Building a R100m valuation company: Part 4 – Growth

To recap, for the last few weeks, we’ve been talking about how to build a $100 million company.

There are five layers that a business owner needs to build to ensure that you can support your company valuation. How you act and direct your team across each layer changes over four stages of growth, from start-up to scale-up, ramp-up, and value-up.

The first layer is about positioning—it answers the question “what makes your business special in your customers’ experience”.

The second layer is the delivery system, which is all about designing processes, activities, and systems based on the experiences your customers want.

The third layer is about getting the right people to do the right thing at the right time and at the right price.

In this podcast of the Money Show, Pavlo Phitidis unpacks the fourth layer in “Building a R100m valuation company” [GROWTH]

The fourth layer is all about growth.

With your time now split to only 30% on operational and management activities because of the first 3 layers, you have time to focus and lead growth. There are several different types of growth you must generate to both lift revenues and deepen profit, and one without the other is of little value.

Growing revenue is about increasing your company’s revenue, while growing profit is about increasing your company’s profitability as a percentage of your revenue. In effect, you want to increase the “gap” between your revenue and your costs to increase profitability while also increasing the quantum of revenue to increase profit.

The first three layers see you with a company that serves well-defined customer segments whose ideal customer experience you’ve determined in the Positioning layer, which is then built out in the System of Delivery layer and brought to life in the Purposeful People layer.

Accelerated Growth

Your job now is to accelerate your growth with your current services and offerings by leveraging these 3 layers to dominate in your segments. Doing so increases your market share in each of the segments you have chosen to dominate and increases your ease of finding, winning, and holding clients through referrals or word-of-mouth and brand familiarity. If you maintain your first 3 layers and don’t veer from the simplicity of the business model they offer, increased revenues will be serviced by an experienced and well-capacitated System of Delivery and team. Put differently, the same cost base of your business will generate increased revenues, widening the gap that drives your profitability. It will also mean that your team can drive this growth, releasing your time to focus on next-level growth.

Next Level Growth

This is growth that generates a significant impact on your profitability with little impact on your service or delivery costs. It’s also vital to diversify your company’s risk to create sustainability and increase your valuation multiples. Getting this right must again be done without disrupting your first 3 layers too much. Too much disruption or completely disassembling those layers will pull you directly back into your company’s engine room and the daily, weekly, or monthly grind of operational and administrative activities.
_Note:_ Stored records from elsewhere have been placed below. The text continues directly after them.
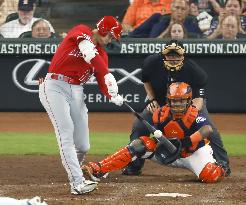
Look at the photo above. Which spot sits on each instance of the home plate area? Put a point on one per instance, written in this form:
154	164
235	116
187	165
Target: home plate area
29	176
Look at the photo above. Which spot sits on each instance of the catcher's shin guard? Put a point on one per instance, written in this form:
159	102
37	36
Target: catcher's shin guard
116	161
211	173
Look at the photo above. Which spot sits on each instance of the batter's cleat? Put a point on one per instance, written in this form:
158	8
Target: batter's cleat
86	187
36	201
130	172
89	170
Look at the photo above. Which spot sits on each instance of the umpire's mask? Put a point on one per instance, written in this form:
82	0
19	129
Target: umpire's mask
173	55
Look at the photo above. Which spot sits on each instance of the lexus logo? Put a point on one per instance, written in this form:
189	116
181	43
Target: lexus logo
26	73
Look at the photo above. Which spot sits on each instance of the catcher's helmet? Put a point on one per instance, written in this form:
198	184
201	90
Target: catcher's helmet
109	24
173	54
179	96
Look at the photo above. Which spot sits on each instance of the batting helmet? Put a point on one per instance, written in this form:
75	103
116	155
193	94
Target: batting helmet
109	24
173	54
179	96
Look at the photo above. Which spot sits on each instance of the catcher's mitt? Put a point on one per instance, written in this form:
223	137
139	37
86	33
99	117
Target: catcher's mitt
164	156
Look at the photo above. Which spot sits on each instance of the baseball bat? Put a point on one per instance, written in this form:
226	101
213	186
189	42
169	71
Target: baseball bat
171	148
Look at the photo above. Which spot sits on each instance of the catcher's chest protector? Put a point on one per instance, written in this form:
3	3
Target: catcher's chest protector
173	128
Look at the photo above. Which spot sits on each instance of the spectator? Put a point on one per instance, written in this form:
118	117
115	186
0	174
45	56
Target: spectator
41	29
174	31
7	7
140	10
232	7
15	28
244	7
193	9
212	7
158	23
229	28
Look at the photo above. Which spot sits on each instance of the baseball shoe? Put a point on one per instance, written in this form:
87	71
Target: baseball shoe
130	172
36	201
226	168
134	168
89	171
86	187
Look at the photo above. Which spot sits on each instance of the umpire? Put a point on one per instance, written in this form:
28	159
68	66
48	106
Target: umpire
159	71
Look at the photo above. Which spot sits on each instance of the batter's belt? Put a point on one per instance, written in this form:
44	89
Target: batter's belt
64	78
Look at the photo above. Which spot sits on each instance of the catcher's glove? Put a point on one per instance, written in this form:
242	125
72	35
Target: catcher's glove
163	155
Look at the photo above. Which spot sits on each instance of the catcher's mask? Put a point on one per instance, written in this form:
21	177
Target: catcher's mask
173	54
179	97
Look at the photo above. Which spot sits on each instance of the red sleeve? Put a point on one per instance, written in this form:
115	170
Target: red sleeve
80	33
100	70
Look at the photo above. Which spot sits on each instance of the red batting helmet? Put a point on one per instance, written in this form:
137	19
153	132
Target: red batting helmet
109	24
179	96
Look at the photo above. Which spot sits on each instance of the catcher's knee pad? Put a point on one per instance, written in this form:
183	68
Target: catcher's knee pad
211	173
140	146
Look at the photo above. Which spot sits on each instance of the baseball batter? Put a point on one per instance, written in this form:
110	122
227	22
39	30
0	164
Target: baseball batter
179	121
79	56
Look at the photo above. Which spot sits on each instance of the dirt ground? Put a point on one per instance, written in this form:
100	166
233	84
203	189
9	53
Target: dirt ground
28	176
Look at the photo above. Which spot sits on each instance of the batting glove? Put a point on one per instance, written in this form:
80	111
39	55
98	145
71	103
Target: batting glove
158	134
118	100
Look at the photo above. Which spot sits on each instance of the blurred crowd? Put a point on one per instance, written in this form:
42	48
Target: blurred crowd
168	19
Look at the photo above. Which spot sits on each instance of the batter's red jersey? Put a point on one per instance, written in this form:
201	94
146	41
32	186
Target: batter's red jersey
69	61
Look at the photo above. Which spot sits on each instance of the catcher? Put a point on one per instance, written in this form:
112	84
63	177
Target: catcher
184	126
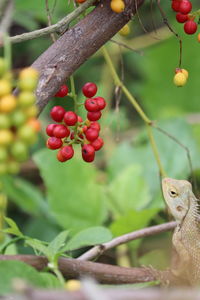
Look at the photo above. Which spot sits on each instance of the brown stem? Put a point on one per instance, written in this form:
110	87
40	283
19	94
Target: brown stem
76	45
73	268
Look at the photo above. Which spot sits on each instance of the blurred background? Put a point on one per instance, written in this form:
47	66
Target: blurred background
121	190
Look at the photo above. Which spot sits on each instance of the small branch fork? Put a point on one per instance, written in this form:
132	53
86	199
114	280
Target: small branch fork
74	268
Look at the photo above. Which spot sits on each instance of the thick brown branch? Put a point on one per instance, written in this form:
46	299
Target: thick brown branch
99	249
73	268
76	45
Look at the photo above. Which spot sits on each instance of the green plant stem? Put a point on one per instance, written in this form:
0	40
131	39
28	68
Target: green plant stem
7	51
3	206
138	108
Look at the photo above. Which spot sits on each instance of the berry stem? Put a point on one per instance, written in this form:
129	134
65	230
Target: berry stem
138	108
3	206
74	96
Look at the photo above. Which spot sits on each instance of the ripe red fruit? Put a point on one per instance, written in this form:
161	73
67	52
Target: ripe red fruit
95	125
60	157
94	116
67	152
50	128
54	143
190	27
97	144
91	134
185	7
63	91
88	153
70	118
91	105
181	18
101	102
89	89
57	113
61	131
175	5
80	120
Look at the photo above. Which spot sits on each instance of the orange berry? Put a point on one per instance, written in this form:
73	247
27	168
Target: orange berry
117	6
180	79
7	103
35	124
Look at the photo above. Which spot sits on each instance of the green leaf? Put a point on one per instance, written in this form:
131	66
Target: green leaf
58	243
133	220
74	197
25	195
128	190
9	270
13	229
89	237
38	246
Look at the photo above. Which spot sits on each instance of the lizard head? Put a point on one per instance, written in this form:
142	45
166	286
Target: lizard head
177	195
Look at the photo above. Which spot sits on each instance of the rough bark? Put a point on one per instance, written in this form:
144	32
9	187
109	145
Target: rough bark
76	45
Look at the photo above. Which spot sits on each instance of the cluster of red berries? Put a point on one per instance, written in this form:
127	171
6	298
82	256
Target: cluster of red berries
73	130
183	8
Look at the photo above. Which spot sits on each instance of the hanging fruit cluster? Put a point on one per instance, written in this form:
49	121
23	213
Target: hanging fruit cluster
183	9
18	123
70	129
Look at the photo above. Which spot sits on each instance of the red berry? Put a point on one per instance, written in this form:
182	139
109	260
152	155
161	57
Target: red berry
91	134
89	89
175	5
181	18
70	118
94	116
88	153
50	128
54	143
61	131
91	105
67	152
101	102
185	7
63	91
97	144
57	113
60	157
80	120
95	125
190	27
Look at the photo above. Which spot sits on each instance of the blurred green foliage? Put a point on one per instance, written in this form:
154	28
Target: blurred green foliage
121	191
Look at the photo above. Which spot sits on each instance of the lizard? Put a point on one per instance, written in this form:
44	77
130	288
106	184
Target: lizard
183	205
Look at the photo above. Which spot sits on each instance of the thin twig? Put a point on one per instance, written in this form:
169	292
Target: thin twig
59	27
100	249
49	19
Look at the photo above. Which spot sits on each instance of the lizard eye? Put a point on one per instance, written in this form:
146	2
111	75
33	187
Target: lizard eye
173	193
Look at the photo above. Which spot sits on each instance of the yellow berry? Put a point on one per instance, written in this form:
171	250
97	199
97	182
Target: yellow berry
5	87
117	6
125	30
7	103
185	72
72	285
180	79
6	137
29	73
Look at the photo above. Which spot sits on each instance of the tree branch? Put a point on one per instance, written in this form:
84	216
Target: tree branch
100	249
59	27
76	45
73	268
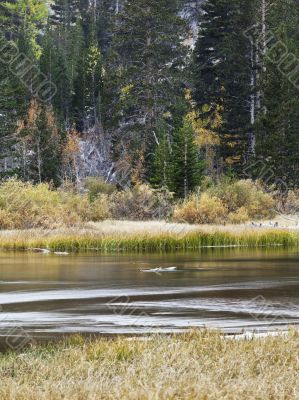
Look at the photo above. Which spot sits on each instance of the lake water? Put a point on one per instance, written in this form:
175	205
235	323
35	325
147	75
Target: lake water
46	296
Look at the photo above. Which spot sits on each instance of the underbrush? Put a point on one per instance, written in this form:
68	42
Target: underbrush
193	365
24	205
227	202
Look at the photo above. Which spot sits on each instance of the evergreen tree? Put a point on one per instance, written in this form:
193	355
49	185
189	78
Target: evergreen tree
187	168
222	73
146	82
277	126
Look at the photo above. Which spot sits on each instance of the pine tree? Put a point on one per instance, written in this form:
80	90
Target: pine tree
222	73
147	63
187	168
278	122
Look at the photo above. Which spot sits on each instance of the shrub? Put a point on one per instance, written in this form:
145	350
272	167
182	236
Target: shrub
24	206
245	194
239	217
201	210
97	185
232	201
141	203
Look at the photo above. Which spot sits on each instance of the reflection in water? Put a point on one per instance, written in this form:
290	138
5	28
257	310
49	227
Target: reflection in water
233	290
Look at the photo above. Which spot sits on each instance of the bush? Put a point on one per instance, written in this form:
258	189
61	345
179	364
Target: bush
141	203
96	186
24	205
239	217
246	195
203	210
229	201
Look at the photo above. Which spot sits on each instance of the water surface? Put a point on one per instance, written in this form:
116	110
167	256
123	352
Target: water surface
233	290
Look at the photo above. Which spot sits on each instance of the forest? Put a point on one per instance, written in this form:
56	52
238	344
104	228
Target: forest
158	92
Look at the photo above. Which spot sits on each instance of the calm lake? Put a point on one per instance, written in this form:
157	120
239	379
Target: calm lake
47	295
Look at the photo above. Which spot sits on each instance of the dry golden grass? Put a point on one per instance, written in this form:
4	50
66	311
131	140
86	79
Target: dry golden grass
198	365
114	236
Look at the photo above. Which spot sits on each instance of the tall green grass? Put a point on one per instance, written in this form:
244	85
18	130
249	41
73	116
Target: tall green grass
153	243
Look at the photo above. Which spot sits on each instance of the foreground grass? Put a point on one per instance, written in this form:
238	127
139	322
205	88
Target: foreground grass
198	365
95	239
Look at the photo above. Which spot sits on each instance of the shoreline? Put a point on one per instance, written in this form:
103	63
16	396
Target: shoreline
196	365
156	236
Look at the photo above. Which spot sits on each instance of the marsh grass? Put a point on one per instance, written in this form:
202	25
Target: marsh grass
141	242
196	365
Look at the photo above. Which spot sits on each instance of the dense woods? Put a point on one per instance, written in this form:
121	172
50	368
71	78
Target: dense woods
160	92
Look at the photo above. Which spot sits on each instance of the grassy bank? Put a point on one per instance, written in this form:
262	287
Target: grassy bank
198	365
82	240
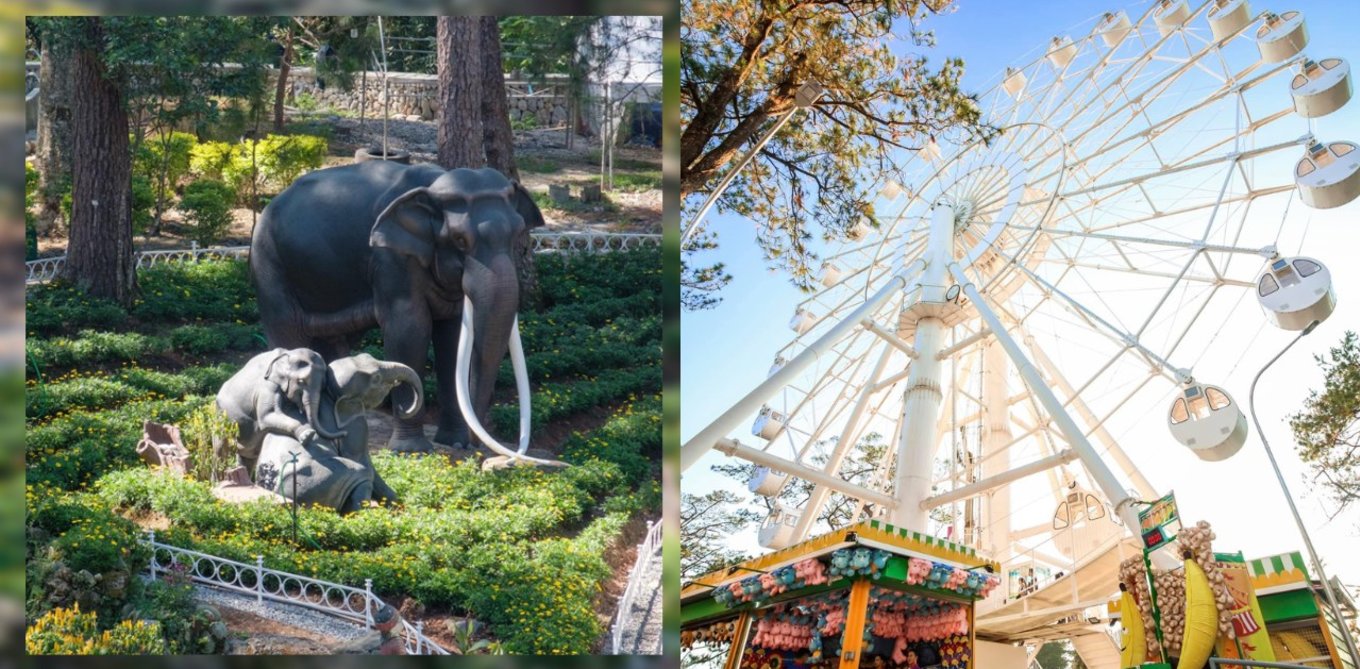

To get it right, use the time you have released to find new customers in different industries or sectors. By this, I mean customers who have the same problems that need solving and that your products and services can solve much like they do for your current customer segments. Then evaluate the similarity of the experiences that those customers want in order to support you. Their ideal experience must be as close as possible to the current experience you generate for your current customer segments. Again, this means that there is as little disruption to your first three layers as possible.

The result will be an entirely new seam and stream of revenue from the new customer segment in the new industry, served off the back of an experienced, capable, and moderately increased cost base. A significant jump in revenue, with much of it flowing down to your EBITDA or post-tax profits. Achieving this with little disruption to your first three layers means that your team can lead it and, again, release your time to focus on capital growth.

Capital Growth

This is about locking in your future revenues and further deepening your profits. It is essential if you wish to secure a clean future exit at a premium valuation. Your focus here is on productivity, efficiency, and technology. Productivity is typically calculated as revenue per employee. Efficiency is calculated as time/activity, and technology is measured by automation—in your business or in your client’s business, which you have put in place.

Productivity gains are gotten through working with your team. Identifying process-driven activities and the ‘gaps’ between your business systems that compromise coordination (For example, lead generation not handing over effectively to lead conversion) is the low hanging fruit. Business systems need constant attention and development!

Efficiency comes into play when you identify with your team how you can enjoy more value for the same cost of an activity or engagement, or alternatively, the same value for a lower cost. Often, gains are found in your business systems that can be optimised and integrated more effectively.

Technology gains can see many productivity and efficiency gains automated inside your business. Outside your business, you see technology innovate and advance the capability of your service or product. For example, I.O.T, A.I., ML, additive printing, and many more technologies available invite significant gains in value to your customers and clients. Instead of running an in-person sales team, create a virtual showroom and offer sales calls digitally, weekly rather than six times a week in person.

Leading this aspect of your business evolves over time.

Starting up—growth is focused on transaction volume and velocity of clients until you identify how to position your company 

Scaling up – growth must be generated organically as a result of this stage, freeing up your time to focus on the next stage.

Ramping up—accelerated growth is the order of the day.

Value optimization –  next-level and capital growth should take up 70% of your time during this phase.

Getting growth right needs the first three layers in place. After that, it needs a vision, targets, and discipline – don’t get distracted!